Princess Cristina of Spain will appear in court on February 8.
Princess Cristina of Spain will appear in court on February 8. David Ramos (Getty Images)

The police recommend that Princess Cristina be driven right to the door of the court building in Palma de Mallorca on February 8, when she is due to be questioned by Judge José Castro as an official suspect in the so-called Nóos Institute probe into alleged tax fraud, money-laundering and misappropriation of public funds, a judicial source said Thursday.

The alternative would be for her to face the public gauntlet and walk down the ramp that leads to the court building. Her husband, Iñaki Urdangarin, chose the latter option even though he was offered the possibility of arriving by car when he was questioned in the same court over the same case. The final decision on the arrangements for Cristina's appearance will be taken by a senior judge in the Balearic Islands.

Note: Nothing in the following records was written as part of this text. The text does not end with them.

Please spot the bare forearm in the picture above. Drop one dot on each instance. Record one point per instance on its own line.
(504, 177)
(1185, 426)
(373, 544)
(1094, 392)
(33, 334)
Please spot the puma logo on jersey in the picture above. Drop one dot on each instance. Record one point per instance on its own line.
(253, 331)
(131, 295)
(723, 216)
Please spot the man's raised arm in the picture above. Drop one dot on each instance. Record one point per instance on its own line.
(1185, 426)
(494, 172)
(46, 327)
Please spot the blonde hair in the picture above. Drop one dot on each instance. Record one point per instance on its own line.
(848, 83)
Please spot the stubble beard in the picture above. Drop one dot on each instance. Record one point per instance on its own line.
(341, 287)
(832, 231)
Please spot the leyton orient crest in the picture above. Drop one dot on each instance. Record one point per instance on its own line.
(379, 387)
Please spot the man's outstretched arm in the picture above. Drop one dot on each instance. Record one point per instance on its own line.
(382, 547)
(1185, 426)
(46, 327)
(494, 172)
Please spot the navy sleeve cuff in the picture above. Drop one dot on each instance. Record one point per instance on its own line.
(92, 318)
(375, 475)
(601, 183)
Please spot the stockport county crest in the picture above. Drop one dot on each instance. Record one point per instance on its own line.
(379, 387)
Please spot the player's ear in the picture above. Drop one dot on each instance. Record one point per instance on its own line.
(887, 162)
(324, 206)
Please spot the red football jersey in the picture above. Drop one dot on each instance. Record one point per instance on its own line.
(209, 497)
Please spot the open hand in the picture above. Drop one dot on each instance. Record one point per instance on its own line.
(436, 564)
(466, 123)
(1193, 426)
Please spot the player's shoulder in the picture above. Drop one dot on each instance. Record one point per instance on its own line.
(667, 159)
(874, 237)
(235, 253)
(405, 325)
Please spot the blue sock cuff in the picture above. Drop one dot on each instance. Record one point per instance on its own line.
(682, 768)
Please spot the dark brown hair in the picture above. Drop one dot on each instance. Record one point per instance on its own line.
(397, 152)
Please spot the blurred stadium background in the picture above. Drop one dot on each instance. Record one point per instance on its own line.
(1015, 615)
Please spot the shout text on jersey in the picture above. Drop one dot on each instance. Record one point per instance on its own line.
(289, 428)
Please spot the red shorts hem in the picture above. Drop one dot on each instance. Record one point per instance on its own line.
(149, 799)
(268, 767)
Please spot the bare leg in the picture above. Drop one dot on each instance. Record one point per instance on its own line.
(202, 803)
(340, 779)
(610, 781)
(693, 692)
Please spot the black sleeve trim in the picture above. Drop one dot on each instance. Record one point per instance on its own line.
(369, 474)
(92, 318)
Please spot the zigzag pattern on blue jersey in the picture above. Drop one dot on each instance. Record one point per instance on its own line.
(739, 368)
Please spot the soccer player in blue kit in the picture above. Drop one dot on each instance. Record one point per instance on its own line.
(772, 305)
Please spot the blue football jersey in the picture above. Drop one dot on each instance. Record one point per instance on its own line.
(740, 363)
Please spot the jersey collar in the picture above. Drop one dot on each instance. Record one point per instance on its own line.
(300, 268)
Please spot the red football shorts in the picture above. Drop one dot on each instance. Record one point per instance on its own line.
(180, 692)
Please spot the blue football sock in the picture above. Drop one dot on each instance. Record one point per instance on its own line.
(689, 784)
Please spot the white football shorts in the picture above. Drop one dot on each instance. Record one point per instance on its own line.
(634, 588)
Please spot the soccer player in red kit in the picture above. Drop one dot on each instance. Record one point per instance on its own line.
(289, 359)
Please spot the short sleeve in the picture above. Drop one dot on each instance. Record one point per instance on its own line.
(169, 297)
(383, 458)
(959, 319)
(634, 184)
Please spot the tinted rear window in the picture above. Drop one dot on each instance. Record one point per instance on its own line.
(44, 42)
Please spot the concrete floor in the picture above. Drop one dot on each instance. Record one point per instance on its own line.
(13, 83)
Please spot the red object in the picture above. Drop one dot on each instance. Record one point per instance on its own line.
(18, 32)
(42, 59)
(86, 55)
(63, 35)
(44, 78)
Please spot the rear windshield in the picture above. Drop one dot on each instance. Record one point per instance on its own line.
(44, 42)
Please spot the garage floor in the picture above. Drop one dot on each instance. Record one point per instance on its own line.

Urdangarin and his former business partner, Diego Torres, are suspected of having siphoned off millions of euros through the now defunct not-for-profit Nóos Institute by organizing public events for the Valencia and Balearic regional governments. Part of those funds are believed to have been diverted to the accounts of the Aizoon real estate company jointly owned by Urdangarin and the infanta. Castro believes the princess used some of those funds for personal reasons and declared them as tax deductible against Aizoon's income.

Cristina's testimony will be recorded but no visual images of the interrogation will be made. Judge Castro has also barred anyone from entering the court with any form of recording devices, mobile phones, tablets or laptops. A transcript of her testimony will be made and sent to the concerned parties in the case.

The princess will be obliged to leave her personal electronic devices with the police

The princess will also be obliged to leave her personal electronic devices with the police and pass through the metal detector at the entrance to the court building.

The anticorruption state attorney in the Balearics, Pedro Horrach, has opposed Judge Castro's decision to subpoena Cristina, arguing that his colleague is pursuing her for who she is, not what she has done.

Horrach successfully petitioned Castro to seek testimony from three tax inspectors who wrote a report exonerating the princess of any involvement in the business affairs of her husband, the Duke of Palma.

However, the anticorruption prosecutor's office has rejected a request from Diego Torres for Justice Minister Alberto Ruiz-Gallardón to appear as a witness in the Nóos case. Torres claimed there was a "personal relationship" between Urdangarin and Gallardón and that the justice minister had knowledge of Nóos's business activities.

Attorney General Eduardo Torres-Dulce has also come out against pursuing Cristina, but on Thursday offered his support to Judge Castro. Torres-Dulce said "despite the differences" with Castro, his office has "always respected his decisions and he will logically always have the support of someone who defends the law."